4. “Jump Scares Are All You Need” Games
Horror is a genre that can give deep insight into the human psyche. It’s also a genre that is fundamentally misunderstood. As I discuss in one of my LPs, jump scares are an arms race, and just like with nuclear warfare, everyone loses. We know the spooky monsters, we know the tired tropes. They’re predictable. Hit us in the feels instead.
…That’s not to say that jump scares are impossible to do well. However, they have to carry meaning. The only way they can carry meaning is if they are rare and surrounded by story that resonates on a human level. And no, “my girlfriend was just horribly murdered-slash-I am a sociopath and murdered her myself” doesn’t count. See number 2 above, and then see me after class.

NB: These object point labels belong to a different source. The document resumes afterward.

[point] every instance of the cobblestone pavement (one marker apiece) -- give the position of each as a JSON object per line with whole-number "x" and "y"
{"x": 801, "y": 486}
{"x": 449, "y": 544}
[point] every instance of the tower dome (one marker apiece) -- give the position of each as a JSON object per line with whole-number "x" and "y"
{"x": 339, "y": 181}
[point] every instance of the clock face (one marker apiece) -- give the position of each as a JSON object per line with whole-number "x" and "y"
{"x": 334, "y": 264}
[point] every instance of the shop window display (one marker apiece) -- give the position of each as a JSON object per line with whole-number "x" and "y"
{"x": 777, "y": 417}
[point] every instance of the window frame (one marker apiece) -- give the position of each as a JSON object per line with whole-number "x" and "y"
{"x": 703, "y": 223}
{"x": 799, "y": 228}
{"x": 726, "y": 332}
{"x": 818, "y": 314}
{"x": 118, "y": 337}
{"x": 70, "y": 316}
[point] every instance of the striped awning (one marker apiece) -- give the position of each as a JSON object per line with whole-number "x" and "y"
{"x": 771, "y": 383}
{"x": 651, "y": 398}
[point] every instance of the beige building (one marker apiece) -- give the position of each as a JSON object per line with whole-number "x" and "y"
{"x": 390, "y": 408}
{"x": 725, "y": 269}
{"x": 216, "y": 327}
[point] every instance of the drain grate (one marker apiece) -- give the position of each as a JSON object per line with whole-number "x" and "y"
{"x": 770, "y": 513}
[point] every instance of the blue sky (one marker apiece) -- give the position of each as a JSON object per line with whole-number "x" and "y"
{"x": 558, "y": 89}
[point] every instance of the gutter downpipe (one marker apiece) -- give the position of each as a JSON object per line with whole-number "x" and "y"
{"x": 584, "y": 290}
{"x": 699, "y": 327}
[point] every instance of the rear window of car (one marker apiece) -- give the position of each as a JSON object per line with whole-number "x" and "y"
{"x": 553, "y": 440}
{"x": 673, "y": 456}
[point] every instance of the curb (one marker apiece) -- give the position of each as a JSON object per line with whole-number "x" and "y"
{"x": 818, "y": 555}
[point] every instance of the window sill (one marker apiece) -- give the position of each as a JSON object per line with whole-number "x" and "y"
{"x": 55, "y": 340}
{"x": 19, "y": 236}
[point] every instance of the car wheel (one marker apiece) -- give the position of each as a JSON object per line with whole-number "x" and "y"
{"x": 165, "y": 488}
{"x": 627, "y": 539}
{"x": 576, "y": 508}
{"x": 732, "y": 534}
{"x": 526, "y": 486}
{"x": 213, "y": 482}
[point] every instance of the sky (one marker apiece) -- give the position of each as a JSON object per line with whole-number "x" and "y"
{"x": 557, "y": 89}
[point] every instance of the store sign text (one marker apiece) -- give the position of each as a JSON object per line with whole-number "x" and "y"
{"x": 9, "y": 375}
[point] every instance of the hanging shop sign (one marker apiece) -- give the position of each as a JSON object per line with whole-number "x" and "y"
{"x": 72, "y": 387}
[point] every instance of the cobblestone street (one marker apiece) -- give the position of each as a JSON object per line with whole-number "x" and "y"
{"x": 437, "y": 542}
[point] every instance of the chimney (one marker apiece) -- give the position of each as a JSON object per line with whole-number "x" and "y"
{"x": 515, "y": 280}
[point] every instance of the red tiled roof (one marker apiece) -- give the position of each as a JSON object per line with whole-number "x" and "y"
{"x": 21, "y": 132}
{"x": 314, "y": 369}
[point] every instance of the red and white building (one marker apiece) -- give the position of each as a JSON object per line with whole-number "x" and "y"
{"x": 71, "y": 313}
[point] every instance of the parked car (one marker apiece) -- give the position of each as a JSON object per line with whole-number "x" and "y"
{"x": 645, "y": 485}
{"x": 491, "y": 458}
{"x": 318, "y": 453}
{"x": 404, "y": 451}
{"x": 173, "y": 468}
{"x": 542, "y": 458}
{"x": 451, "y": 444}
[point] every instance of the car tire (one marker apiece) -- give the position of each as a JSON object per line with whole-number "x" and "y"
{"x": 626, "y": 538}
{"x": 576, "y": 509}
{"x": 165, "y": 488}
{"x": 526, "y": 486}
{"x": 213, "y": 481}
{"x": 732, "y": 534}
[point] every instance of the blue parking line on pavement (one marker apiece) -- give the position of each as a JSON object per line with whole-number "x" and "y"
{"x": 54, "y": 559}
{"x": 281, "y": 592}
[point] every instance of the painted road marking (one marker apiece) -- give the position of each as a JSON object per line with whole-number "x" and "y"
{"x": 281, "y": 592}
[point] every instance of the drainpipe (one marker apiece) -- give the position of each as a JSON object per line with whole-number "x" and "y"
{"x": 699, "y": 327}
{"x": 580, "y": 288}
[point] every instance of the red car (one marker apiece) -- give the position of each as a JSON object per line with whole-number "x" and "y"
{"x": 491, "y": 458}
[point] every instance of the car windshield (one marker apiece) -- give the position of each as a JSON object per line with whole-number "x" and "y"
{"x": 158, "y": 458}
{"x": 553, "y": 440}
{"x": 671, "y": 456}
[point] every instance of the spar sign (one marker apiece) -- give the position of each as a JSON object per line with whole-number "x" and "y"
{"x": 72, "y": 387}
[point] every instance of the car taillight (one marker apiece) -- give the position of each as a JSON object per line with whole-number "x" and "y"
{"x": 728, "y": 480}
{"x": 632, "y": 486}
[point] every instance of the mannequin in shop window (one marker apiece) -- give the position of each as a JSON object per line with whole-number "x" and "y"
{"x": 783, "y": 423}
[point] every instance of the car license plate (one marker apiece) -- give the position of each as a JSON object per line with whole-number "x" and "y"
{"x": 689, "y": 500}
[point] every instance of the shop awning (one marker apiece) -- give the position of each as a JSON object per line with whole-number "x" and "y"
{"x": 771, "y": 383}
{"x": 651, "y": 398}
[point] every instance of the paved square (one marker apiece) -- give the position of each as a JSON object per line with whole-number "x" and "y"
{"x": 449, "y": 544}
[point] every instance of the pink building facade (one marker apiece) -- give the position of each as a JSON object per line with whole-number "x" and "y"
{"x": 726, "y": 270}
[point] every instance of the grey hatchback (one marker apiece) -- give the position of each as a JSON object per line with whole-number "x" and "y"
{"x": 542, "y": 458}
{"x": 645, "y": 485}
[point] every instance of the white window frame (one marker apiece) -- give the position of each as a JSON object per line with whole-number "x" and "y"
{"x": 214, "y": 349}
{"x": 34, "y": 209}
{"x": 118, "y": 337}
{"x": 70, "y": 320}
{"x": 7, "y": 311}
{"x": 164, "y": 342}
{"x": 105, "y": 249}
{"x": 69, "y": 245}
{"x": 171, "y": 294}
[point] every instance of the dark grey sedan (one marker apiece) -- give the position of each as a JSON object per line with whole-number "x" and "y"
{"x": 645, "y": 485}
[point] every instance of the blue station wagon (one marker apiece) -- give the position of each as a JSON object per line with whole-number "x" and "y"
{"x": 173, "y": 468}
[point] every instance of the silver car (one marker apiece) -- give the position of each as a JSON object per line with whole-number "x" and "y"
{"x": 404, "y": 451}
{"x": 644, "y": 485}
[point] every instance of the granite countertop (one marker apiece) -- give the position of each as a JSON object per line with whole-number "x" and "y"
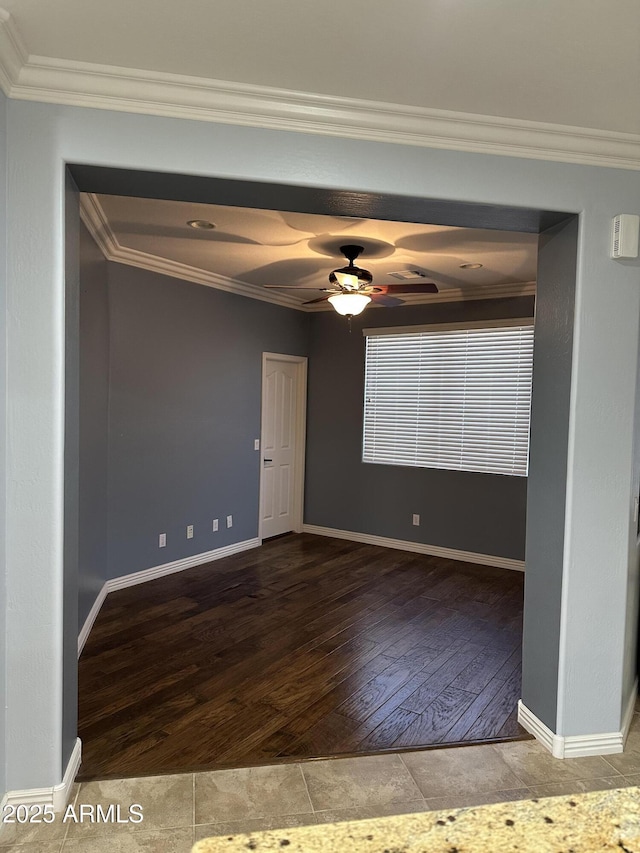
{"x": 581, "y": 823}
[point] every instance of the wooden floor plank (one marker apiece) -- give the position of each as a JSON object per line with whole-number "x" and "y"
{"x": 306, "y": 646}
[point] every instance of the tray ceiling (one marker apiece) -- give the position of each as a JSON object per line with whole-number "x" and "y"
{"x": 248, "y": 249}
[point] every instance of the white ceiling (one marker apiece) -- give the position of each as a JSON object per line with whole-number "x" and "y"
{"x": 567, "y": 62}
{"x": 249, "y": 249}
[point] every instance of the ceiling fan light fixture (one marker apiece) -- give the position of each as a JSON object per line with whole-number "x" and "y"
{"x": 349, "y": 304}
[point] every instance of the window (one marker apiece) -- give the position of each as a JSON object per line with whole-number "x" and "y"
{"x": 449, "y": 397}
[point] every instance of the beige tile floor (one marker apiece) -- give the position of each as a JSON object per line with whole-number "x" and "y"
{"x": 179, "y": 810}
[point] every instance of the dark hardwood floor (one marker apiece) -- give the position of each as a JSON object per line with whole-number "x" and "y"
{"x": 305, "y": 647}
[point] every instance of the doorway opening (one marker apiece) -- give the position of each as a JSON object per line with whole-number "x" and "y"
{"x": 335, "y": 495}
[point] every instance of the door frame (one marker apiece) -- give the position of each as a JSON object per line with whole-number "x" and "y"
{"x": 300, "y": 427}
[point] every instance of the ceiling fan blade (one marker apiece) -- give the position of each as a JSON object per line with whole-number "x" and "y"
{"x": 422, "y": 287}
{"x": 387, "y": 301}
{"x": 313, "y": 301}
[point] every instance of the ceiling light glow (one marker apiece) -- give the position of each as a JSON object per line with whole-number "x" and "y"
{"x": 201, "y": 224}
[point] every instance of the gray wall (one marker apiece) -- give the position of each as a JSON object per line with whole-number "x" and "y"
{"x": 94, "y": 423}
{"x": 548, "y": 455}
{"x": 71, "y": 466}
{"x": 3, "y": 415}
{"x": 185, "y": 400}
{"x": 483, "y": 513}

5. “I Don’t Know How to Implement a Flashlight” Games
This is related to the previous entry. Games with flashlights don’t have to be horror games, but they often are. So often in fact, that people think my game A Night in the Woods is a horror game despite the fact I’ve never described it as even being remotely scary. Thanks a lot, Slendy.
Anyways. Your flashlight implementation. It sucks. It points straight forward from the dead center of the screen so that there’s no depth to the scene. It doesn’t have a bounce light to illuminate the surrounding area and give context to the player’s position. You should fix that.

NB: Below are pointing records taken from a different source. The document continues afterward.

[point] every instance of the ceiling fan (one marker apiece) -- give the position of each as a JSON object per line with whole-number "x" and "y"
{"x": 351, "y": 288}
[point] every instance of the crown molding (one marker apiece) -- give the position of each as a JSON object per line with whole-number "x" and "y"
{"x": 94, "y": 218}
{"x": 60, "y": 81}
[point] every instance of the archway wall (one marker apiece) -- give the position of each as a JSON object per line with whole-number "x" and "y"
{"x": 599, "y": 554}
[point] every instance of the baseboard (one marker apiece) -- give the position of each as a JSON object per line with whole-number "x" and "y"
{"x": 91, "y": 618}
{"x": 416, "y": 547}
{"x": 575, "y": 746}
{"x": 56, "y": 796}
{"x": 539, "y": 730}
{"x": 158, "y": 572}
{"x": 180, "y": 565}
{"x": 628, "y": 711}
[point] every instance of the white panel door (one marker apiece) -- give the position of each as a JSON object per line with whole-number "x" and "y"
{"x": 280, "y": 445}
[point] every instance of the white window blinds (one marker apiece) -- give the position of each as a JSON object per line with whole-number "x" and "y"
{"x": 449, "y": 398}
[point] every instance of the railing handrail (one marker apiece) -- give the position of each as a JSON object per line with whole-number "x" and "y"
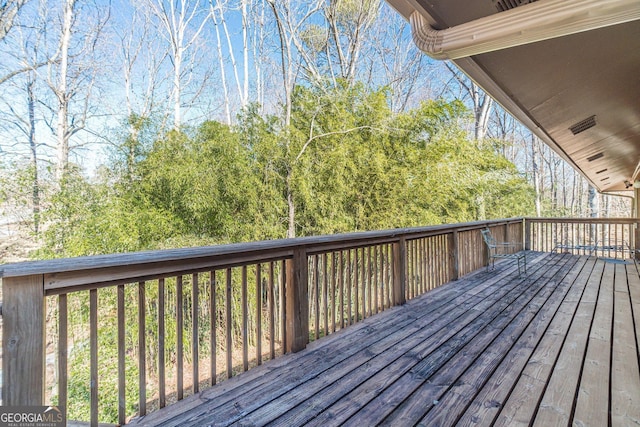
{"x": 583, "y": 220}
{"x": 61, "y": 272}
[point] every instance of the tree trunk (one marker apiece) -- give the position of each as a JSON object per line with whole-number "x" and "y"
{"x": 33, "y": 148}
{"x": 62, "y": 95}
{"x": 536, "y": 173}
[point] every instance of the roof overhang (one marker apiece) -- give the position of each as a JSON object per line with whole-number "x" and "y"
{"x": 569, "y": 70}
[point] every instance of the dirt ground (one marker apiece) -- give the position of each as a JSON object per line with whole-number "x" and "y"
{"x": 15, "y": 245}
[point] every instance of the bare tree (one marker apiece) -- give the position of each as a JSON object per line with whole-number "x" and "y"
{"x": 72, "y": 75}
{"x": 181, "y": 23}
{"x": 481, "y": 103}
{"x": 8, "y": 11}
{"x": 349, "y": 21}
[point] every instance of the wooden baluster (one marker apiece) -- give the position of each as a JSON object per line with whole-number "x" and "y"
{"x": 122, "y": 368}
{"x": 213, "y": 321}
{"x": 162, "y": 391}
{"x": 229, "y": 326}
{"x": 258, "y": 314}
{"x": 272, "y": 312}
{"x": 63, "y": 342}
{"x": 195, "y": 360}
{"x": 23, "y": 340}
{"x": 179, "y": 336}
{"x": 399, "y": 271}
{"x": 245, "y": 319}
{"x": 297, "y": 301}
{"x": 93, "y": 356}
{"x": 142, "y": 352}
{"x": 325, "y": 293}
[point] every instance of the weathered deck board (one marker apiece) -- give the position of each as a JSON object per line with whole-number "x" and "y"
{"x": 490, "y": 349}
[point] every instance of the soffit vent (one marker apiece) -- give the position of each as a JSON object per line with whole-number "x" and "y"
{"x": 583, "y": 125}
{"x": 595, "y": 157}
{"x": 503, "y": 5}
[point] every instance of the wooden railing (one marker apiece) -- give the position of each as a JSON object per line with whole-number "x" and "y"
{"x": 604, "y": 237}
{"x": 151, "y": 328}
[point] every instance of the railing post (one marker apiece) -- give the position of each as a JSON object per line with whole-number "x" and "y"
{"x": 399, "y": 271}
{"x": 297, "y": 301}
{"x": 23, "y": 340}
{"x": 636, "y": 243}
{"x": 454, "y": 255}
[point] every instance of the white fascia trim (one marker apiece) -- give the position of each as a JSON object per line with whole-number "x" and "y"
{"x": 541, "y": 20}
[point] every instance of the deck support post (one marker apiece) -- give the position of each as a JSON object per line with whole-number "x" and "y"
{"x": 297, "y": 301}
{"x": 23, "y": 340}
{"x": 454, "y": 255}
{"x": 399, "y": 271}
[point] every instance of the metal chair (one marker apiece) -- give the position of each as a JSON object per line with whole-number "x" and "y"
{"x": 500, "y": 250}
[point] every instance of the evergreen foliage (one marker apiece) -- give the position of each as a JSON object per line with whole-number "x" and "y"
{"x": 348, "y": 161}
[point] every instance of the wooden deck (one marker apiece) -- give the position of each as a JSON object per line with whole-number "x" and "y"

…And you’re in luck, because I wrote an article that illustrates exactly how to fix it. [Link is broken, I’m working on mirroring the article.] Remember: a game isn’t horror just because there’s a flashlight. Code a game about making out in the woods at summer camp or some shit. (Just don’t whine about the girl leaving you when camp ends. Those are some good memories and you know it.)
6. “Let’s Single Out Dark-Skinned Celebrities for Humor” Games
Charles Barkley. Jay-Z. 50 Cent. They’ve got money and you don’t, and you’re white, so something’s obviously wrong! Or maybe your sense of humor is kinda racist and you need to grow up.
…What an embarrassment. As if people aren’t alienated from videogames enough already. Give people of color the space to tell their own stories. This is much more interesting.
7. “Post-Apocalyptic Zombie Survival Roguelike Crafting” Games (Especially the Ones with Cubes)
Remember what I said about that gene pool? It’s reaching California-levels of dryness here. This is a bonafide emergency drought zone. This precise selection of descriptive words. No more, no less. And I say “no less” because this arrangement of stale genre-ready buzzwords is now the bottom of the barrel. There is no “less”. (Nor are there “fewer”, you comma fucker.)
…Just pretend Minecraft never existed. I know, it’s hard. It’s a great game. But do it for your own good. Also pretend you’ve never heard of zombies. Your homework is to read up on manifest destiny, because between these two genres you’re virtually reenacting it and probably don’t even realize it. Cultural memes run deep, man. So does black lung, which they never told you about before you jumped down that well wielding a pickaxe, because every mining endeavor is exploitative. You’re right, I’m a fun-wrecking social justice warrior. Your games will improve because of it. You’re welcome.
I kid you not, at this point in the article it took time to find more examples because I kept seeing the previous seven entries repeated, page after page after page.
8. “Let’s Make It About Cats Because Internet” Games
Don’t get me wrong, I love cats. I’m allergic and I still go crazy over them. Buuuuuuut… just as too much cat-time makes my nose bleed like an anime perv post-panty flash, the glut of rushed cat games makes me never want to see a polygonal feline ever again.
9. “GUNS GUNS GUNS” Games
The videogame industry solved for guns in 1998. The equations are perfect. The math checks out. It’s down to a science. We got it. We can move on.
…Unless you make a fascinating game that just so happens to have a gun in it, like Nuign Specter. Make those bullets count, asshole. We’re in a recession.
10. Any And All Sports Games
…Just kidding! Sports games are the least aggravating of the lot. The jocks have you beat in the “empathy and intelligence” department. That’s a baaaaaad sign.